История о том, как Угрюм-Бурчеев замыслил втиснуть в одну прямую линию весь видимый и невидимый мир, вырастает за пределы всякого «горького смеха». Картина превращения города в сплошную низину, без единого бугорка и впадины, поистине принадлежит к самым страшным страницам нашей литературы. И только мимолетный штрих непобедимой в своем стихийном устремлении живой жизни на мгновение разрешает это гнетущее изображение сплошного разрушения и завершающей дикой попытки «унять» реку и остановить ее течение.
«Через полтора или два месяца не оставалось уже камня на камне. Но по мере того как работа опустошения приближалась к набережной реки, чело Угрюм-Бурчеева омрачалось. Рухнул последний, ближайший к реке дом; в последний раз звякнул удар топора, а река не унималась. По-прежнему она текла, дышала, журчала и извивалась; по-прежнему один берег ее был крут, а другой представлял луговую низину, на далекое пространство заливаемую в весеннее время водой. Бред продолжался…»
«Мрачный диктатор уходит от непокорной реки в кошмарную местность, гладкую и ровную, как скатерть, по которой можно шагать до бесконечности.»
Таков высший предел глуповского самовластия и самый грозный его символ.
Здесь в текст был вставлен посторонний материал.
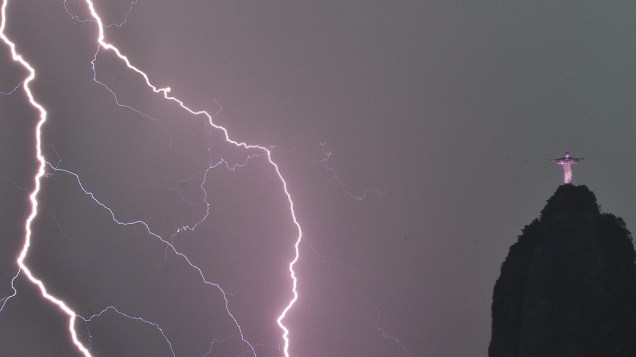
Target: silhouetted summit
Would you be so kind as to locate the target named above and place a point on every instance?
(568, 285)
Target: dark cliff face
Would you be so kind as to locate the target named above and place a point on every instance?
(568, 285)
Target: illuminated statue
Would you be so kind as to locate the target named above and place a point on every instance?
(567, 161)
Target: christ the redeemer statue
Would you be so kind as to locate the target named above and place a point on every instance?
(566, 162)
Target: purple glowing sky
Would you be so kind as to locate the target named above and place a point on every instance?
(442, 115)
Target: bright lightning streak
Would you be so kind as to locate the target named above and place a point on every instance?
(33, 197)
(165, 92)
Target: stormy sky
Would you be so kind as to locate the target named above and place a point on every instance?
(414, 138)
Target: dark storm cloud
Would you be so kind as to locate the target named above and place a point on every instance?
(452, 107)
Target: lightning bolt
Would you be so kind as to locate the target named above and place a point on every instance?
(37, 180)
(42, 172)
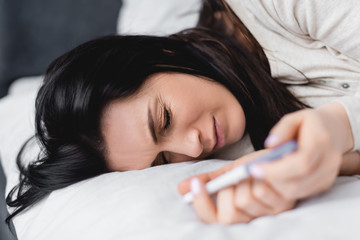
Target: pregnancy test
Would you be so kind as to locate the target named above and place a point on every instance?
(241, 172)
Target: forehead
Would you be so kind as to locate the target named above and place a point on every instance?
(126, 135)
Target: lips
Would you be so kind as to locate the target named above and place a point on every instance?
(220, 136)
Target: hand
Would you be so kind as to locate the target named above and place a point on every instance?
(241, 203)
(323, 135)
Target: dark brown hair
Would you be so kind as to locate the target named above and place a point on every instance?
(80, 83)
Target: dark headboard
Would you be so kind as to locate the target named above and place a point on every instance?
(33, 33)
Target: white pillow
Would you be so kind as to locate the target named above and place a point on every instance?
(157, 17)
(138, 205)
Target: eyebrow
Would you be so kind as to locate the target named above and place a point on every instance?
(151, 126)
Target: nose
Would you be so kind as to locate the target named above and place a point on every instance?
(188, 143)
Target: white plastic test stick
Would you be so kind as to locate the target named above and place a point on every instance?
(241, 172)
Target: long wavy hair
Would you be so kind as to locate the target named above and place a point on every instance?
(81, 83)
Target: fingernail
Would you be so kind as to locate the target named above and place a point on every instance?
(271, 140)
(256, 171)
(195, 186)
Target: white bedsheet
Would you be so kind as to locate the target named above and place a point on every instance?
(145, 204)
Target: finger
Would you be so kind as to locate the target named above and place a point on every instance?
(203, 205)
(184, 186)
(245, 201)
(228, 213)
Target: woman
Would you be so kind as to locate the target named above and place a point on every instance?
(123, 103)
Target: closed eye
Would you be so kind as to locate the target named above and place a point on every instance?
(167, 119)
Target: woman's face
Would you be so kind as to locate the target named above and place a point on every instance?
(174, 117)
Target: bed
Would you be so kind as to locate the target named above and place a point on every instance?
(145, 204)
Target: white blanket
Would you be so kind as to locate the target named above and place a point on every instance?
(146, 205)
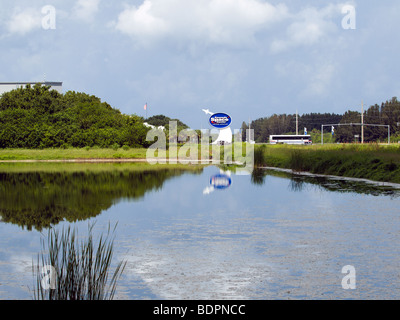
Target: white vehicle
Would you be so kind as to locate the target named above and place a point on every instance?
(286, 139)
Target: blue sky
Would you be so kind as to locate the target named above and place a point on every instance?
(248, 58)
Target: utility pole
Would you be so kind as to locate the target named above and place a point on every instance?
(362, 122)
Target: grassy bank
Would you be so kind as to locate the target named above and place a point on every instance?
(71, 154)
(374, 162)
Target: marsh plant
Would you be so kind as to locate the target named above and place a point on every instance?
(73, 269)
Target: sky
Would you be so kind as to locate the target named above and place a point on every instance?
(248, 58)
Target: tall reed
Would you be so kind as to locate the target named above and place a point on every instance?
(80, 269)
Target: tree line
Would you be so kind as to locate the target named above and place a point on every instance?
(38, 117)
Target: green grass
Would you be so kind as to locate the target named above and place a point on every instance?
(369, 161)
(81, 267)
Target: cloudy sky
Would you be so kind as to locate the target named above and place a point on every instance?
(249, 58)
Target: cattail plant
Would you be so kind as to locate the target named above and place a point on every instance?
(69, 269)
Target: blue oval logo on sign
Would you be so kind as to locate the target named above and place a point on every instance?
(220, 120)
(221, 181)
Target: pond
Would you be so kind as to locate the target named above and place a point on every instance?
(204, 233)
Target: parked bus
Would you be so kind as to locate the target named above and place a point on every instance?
(286, 139)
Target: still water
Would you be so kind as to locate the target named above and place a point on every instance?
(269, 235)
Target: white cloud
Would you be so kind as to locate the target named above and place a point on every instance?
(24, 21)
(86, 9)
(232, 22)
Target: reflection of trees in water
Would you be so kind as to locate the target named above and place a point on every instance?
(258, 176)
(298, 183)
(38, 200)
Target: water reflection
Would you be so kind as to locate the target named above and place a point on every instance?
(41, 199)
(221, 181)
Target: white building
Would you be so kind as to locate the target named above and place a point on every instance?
(8, 86)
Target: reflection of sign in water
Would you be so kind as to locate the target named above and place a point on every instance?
(220, 120)
(221, 181)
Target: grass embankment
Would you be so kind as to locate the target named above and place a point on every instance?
(373, 162)
(71, 154)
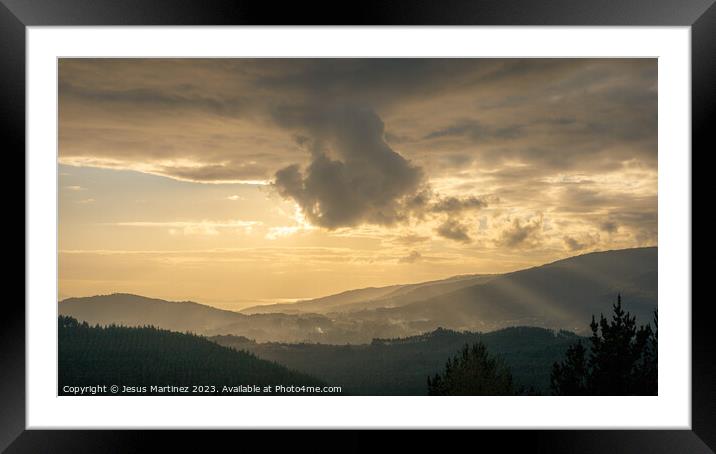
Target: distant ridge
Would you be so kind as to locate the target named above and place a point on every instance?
(560, 294)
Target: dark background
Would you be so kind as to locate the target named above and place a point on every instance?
(15, 15)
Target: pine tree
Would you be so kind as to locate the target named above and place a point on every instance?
(621, 359)
(472, 372)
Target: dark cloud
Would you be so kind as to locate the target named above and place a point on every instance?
(521, 234)
(453, 229)
(354, 176)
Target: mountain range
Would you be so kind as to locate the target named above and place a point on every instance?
(562, 295)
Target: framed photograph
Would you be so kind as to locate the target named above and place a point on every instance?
(472, 216)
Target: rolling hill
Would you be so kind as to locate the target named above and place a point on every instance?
(563, 295)
(145, 357)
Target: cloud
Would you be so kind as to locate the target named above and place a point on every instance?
(354, 176)
(454, 204)
(453, 229)
(521, 234)
(609, 226)
(477, 132)
(219, 173)
(410, 239)
(203, 228)
(584, 242)
(413, 257)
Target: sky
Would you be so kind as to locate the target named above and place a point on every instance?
(236, 182)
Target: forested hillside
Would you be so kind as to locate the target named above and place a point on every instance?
(146, 356)
(401, 366)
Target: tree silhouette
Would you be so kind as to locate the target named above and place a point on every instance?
(622, 359)
(472, 372)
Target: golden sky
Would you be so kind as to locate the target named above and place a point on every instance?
(234, 182)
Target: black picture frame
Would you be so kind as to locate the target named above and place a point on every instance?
(16, 15)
Российская действительность, приосененная тиранией «глуповских» или «непреклонских» градоправителей, приближается по своей жуткой силе к изображениям ада на фресках Возрождения.
Пожары и голод, повальные болезни и падежи, разгромы и самосуды, нищета и сплошная безграмотность (сколько пасмурной скорби в свидетельстве летописца: «К сему прошению, вместо людишек города Глупова за неграмотностью их, поставлено двести и тринадцать крестов…») — вот общий фон и неизменное содержание этого неслыханного быта. И когда просматриваешь этот сплошной мартиролог, растянувшийся на столетия и захвативший в свой неразрывный круг несколько исторических эпох, понимаешь отчаянную мольбу забитых глуповских обывателей: «Сим доводим до всех Российской империи мест и лиц: мрем мы все, сироты, до единого. Начальство же кругом себя видим не искусное, ко взысканиям податей строгое, к оказанию же помощи мало поспешное…» Понимаешь и унизительно-жалостную подпись этого безнадежно краткого послания: «пренесчастнейшего города Глупова, всенижайшие и всебедствующие всех сословий чины и людишки…»
Такова Россия Салтыкова. Какие-то исконно русские черты, уходящие в дебри минувших столетий, схвачены здесь с поразительной силой и очерчены с резкой отчетливостью.